Something occurred to me while I was waiting for the flight though – there was a low hum of noise from people talking, and there were more Americans than I had been around in a while.

I have to give Delta Airlines credit – they had a really great crew on the flight from Amsterdam to Minneapolis. They were really personable and worked well together. At one point I went to talk to one of them to thank her and the crew for making my re-entry into the US pleasant, and I started crying. It was so nice to have people smiling, joking, talking and being really nice – and being genuine about it. She spread the word to the rest of the crew and they all stopped by to welcome me back to the US.

Luck was with me at Customs, too – usually there is a long line, especially on a Saturday afternoon. When we arrived, it was pretty deserted, and I only had to wait for one person to go before I went through.

I was not so lucky as far as my suitcase. As I feared, the suitcase did not make it, and I was told to go to the Delta luggage counter and file a lost claim for it. But before I got to the counter, I left the secure International Arrivals area, and there were my mom, dad, sister and niece waiting for me. My sister came running up and hugged me, and started crying (which made ME cry again).

After filing my suitcase claim (and telling them the whole story about the ticketing agents in Kiev), I headed out with my family for my first meal back in the U.S. – PF Chang’s. YUM.  Cheesecake Factory for dessert – talk about indulgences!

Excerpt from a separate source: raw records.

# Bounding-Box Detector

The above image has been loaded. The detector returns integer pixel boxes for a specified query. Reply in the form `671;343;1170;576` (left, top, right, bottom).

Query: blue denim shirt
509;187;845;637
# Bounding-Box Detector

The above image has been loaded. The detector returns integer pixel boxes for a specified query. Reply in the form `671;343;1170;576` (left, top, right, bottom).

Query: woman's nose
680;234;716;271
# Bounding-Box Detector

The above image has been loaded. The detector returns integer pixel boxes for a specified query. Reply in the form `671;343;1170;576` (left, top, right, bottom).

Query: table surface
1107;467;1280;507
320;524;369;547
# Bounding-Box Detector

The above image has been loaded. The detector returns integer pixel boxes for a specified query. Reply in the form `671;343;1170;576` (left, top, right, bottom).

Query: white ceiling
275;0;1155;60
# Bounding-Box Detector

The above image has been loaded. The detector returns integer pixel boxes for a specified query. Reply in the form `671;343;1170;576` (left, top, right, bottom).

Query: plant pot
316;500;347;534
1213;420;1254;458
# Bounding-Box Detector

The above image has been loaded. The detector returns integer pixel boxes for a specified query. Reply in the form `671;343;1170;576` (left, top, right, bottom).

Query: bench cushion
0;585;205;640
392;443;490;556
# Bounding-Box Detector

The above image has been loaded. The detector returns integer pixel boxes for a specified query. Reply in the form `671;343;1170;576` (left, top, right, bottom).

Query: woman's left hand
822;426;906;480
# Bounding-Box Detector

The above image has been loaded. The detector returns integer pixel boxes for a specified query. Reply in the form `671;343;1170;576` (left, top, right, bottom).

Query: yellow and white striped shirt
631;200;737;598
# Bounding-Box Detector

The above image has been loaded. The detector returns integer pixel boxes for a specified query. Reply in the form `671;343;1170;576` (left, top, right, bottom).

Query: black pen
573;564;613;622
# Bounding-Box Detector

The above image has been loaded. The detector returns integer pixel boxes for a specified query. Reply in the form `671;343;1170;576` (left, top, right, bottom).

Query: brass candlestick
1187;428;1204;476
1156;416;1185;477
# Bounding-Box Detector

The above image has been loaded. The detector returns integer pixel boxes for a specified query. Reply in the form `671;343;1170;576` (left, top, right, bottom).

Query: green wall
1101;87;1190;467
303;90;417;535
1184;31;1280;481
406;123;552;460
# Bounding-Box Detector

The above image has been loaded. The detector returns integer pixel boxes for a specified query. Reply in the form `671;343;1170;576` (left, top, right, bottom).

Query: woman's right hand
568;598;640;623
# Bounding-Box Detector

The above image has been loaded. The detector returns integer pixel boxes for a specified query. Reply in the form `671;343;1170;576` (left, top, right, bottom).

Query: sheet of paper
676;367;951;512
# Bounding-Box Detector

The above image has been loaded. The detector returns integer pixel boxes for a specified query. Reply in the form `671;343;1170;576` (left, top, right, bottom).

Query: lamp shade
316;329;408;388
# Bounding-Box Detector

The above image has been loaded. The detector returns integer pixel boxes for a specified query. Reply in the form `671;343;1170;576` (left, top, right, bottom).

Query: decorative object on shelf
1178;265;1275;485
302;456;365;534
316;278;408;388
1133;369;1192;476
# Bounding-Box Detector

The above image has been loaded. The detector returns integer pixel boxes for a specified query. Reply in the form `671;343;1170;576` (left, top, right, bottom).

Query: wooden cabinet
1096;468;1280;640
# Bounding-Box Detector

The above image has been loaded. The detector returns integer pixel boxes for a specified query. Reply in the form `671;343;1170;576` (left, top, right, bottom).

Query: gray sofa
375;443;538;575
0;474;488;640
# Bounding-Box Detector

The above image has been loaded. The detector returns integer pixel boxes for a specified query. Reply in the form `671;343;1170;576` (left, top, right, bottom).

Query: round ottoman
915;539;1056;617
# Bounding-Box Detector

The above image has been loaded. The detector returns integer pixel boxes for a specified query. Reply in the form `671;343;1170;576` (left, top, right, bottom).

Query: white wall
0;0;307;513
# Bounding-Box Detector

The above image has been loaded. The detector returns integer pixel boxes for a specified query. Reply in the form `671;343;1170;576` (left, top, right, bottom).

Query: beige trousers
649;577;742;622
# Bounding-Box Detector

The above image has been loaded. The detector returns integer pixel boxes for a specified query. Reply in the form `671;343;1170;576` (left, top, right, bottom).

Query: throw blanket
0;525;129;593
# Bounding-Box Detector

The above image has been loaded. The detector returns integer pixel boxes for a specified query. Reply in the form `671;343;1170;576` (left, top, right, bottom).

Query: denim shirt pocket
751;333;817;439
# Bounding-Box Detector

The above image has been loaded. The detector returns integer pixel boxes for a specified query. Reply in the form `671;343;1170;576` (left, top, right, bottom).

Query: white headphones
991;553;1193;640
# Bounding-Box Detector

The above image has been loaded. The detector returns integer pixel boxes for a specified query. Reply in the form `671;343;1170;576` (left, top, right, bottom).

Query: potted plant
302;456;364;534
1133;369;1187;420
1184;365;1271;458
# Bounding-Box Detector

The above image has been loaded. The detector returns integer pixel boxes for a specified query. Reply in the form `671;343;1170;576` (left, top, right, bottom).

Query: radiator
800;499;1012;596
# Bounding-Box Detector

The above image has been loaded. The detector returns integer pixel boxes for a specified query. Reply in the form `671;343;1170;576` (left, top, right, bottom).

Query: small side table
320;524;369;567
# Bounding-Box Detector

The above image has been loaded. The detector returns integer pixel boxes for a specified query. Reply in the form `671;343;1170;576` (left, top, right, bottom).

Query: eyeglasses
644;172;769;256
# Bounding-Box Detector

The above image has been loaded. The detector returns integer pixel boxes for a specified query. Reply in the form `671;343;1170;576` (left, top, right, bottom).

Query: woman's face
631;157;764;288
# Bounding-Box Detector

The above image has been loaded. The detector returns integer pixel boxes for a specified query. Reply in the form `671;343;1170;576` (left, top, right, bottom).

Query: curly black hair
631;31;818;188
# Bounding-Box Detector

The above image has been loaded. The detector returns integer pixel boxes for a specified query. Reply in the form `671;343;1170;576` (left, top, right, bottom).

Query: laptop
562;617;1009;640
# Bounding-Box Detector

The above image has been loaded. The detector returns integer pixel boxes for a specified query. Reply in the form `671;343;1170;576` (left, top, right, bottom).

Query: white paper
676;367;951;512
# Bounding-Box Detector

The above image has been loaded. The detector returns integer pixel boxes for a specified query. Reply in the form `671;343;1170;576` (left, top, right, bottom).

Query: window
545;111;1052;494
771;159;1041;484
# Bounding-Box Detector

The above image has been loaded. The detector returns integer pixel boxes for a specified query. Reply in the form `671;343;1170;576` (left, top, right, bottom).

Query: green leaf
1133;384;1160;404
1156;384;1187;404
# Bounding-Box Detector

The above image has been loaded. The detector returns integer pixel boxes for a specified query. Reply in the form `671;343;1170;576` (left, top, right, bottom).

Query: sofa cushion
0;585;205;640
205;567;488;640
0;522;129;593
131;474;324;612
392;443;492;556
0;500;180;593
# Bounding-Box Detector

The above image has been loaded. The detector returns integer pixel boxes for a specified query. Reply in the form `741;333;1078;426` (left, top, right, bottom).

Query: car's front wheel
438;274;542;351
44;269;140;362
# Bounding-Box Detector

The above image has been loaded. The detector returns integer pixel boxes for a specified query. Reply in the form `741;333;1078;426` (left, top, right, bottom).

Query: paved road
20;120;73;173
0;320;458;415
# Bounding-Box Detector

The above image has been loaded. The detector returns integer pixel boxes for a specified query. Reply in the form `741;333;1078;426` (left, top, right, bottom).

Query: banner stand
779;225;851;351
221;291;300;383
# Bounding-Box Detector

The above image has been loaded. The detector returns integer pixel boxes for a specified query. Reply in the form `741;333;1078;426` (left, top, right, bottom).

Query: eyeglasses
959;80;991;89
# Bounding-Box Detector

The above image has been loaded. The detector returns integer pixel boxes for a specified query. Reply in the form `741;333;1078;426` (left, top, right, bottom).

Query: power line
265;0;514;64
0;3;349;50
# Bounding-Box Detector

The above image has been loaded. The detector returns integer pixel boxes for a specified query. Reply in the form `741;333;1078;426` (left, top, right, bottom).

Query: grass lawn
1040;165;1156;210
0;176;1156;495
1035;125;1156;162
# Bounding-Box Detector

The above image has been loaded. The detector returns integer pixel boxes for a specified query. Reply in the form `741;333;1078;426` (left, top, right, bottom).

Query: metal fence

The past three days I’ve been trying to start sorting things out in my head – the transition to being back in the U.S., the uncertainty of ever seeing my suitcase and everything in it (both intrinsic and sentimental value), the excitement of being back among people I love tempered with the realization that maybe I did not change as much as I had (falling back into old habits with people).

This readjustment thing…it’s not so easy or straightforward.  My emotions have ranged from the elation of seeing my family and little excitement at being able to fit into a pair of jeans I could no longer wear before I went to Ukraine to my frustration at people not understanding or being interested in what I have gone through, who I am now (though I am still figuring this out myself) and the pleasure in people who work in Customer Service genuinely being nice to me.  The joy in being able to communicate my thoughts to the realization that there are some thoughts I will have to keep to myself because people just don’t get it. The fact that my being quiet when someone is talking bothers the person, because the person wants an enthusiastic response I am not able to give. The thinking that some of the things people worry about are really not that big of a deal, the distaste I feel when I see television shows that glorify the conspicuous consumption for which the U.S. is known. The realization that yes, Americans ARE loud! Our restaurants are loud, we speak loud, we always want to have noise around us. The fact that no matter how hard I try, certain people are upset when I try to communicate and reach them, and that I get upset by some of the same things that upset me before I left.

Like everything else about me, this readjustment is a work in process. Perhaps I’ll have some of it figured out before I leave for Suriname.

One Comment leave one →
  1. evechicago permalink
    May 22, 2012 4:14 pm

    I really, honestly do NOT mean this as a flippant response, but I suddenly have The Facts of Life theme song in my head: You take the good, You take the bad, You take them both and there you have The Facts of Life . . . (Meaning, I guess, “The facts of life in the U.S.”?) As an admittedly loud American, I also have (perhaps from traveling, perhaps from simply growing up) learned to be quiet sometimes and LISTEN to other people. I don’t think most people here do enough of that. Are we (perhaps) afraid the other person might say something that we don’t want to hear? As for your readjustment, good luck finding your comfort zone and don’t let anyone around you change you too much if you think that change might be back to something you didn’t like about yourself before you left. It can be very easy to fall into familiar habits in familiar settings.